Percepatan Peningkatan Kualitas SDM

GESAHKITA – Pemerintah Kabupaten (Pemkab) Lampung Selatan mengambil langkah strategis mendorong percepatan peningkatan kualitas sumber daya manusia (SDM) melalui pembinaan Lembaga Pelatihan Kerja Swasta (LPKS) dan Balai Latihan Kerja Komunitas (BLKK).

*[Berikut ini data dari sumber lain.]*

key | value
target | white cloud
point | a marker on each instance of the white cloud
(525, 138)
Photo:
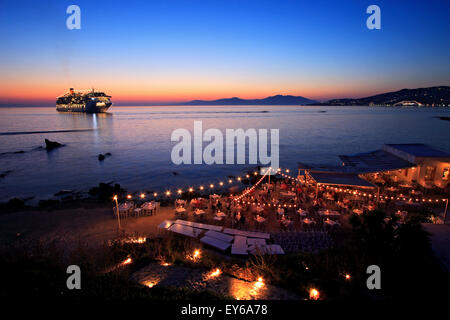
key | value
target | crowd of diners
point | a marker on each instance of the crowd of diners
(282, 205)
(290, 204)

Kegiatan pembinaan yang digelar di Aula Krakatau, Kantor Bupati Lampung Selatan, Kamis (11/12/2025), bertujuan memperkuat kompetensi angkatan kerja agar mampu menghadapi dinamika ketenagakerjaan yang kian kompetitif.

- Advertisement -

Staf Ahli Bupati Bidang Ekonomi, Pembangunan (Ekobang) dan Kemasyarakatan, Yanny Munawarty, yang mewakili Bupati Lampung Selatan Radityo Egi Pratama, secara resmi membuka pembinaan tersebut.

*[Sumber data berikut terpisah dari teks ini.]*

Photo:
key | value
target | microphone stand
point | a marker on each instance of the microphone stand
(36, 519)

Pemkab menghadirkan narasumber dari Disnakertrans Provinsi Lampung, Disnakertrans Lampung Selatan, dan DPMPTSP Lampung Selatan dalam kegiatan ini, serta dihadiri Kepala Disnakertrans Kabupaten Lampung Selatan Badruzzaman, Kepala UPTD BLK Kalianda, Ketua DPC HILLSI Lampung Selatan, dan perwakilan STIE Muhammadiyah Kalianda.

Kepala Disnakertrans Kabupaten Lampung Selatan, Badruzzaman, menjelaskan bahwa pembinaan ini penting untuk memperkuat kualitas lembaga pelatihan agar mampu menghasilkan tenaga kerja yang kompeten.

Ia mencatat, Lampung Selatan memiliki jumlah angkatan kerja pada 2024 mencapai 559.609 orang, yang didukung oleh 42 LPKS, 14 BLKK, serta satu BLK milik Pemerintah Provinsi Lampung.

“Angka pengangguran di Lampung Selatan menurun setiap tahun, tetapi Pemda masih perlu percepatan. Kami ingin terus bergerak,” ujarnya.

Sementara itu, Yanny Munawarty menegaskan bahwa pembinaan LPKS dan BLKK merupakan langkah strategis Pemkab di tengah perubahan global yang berlangsung cepat.

Ia menyoroti bahwa dunia kerja kini bergerak menuju otomatisasi dan pemanfaatan kecerdasan buatan, sementara lebih dari 60 persen jenis pekerjaan diprediksi mengalami perubahan signifikan dalam satu dekade mendatang.

“Hanya SDM yang terampil, berkarakter kuat, dan punya kemauan belajar tinggi yang mampu bertahan. Karena itu, peran LPKS dan BLKK menjadi sangat strategis,” tegas Yanny.

Selain itu, Yanny juga menyoroti sejumlah tantangan yang harus diselesaikan melalui kerja bersama, seperti kualitas pelatihan yang belum merata, minimnya kolaborasi dengan industri, dan kebutuhan peningkatan sarana.

“Jika SDM kita kuat, Lampung Selatan akan berdiri tegak menghadapi arus globalisasi. Industri akan datang, investasi tumbuh, dan kesejahteraan masyarakat meningkat,” katanya.

Ia menutup sambutan dengan mengajak seluruh pengelola LPKS dan BLKK untuk bekerja secara profesional, berbasis ilmu, dan berorientasi pada perubahan.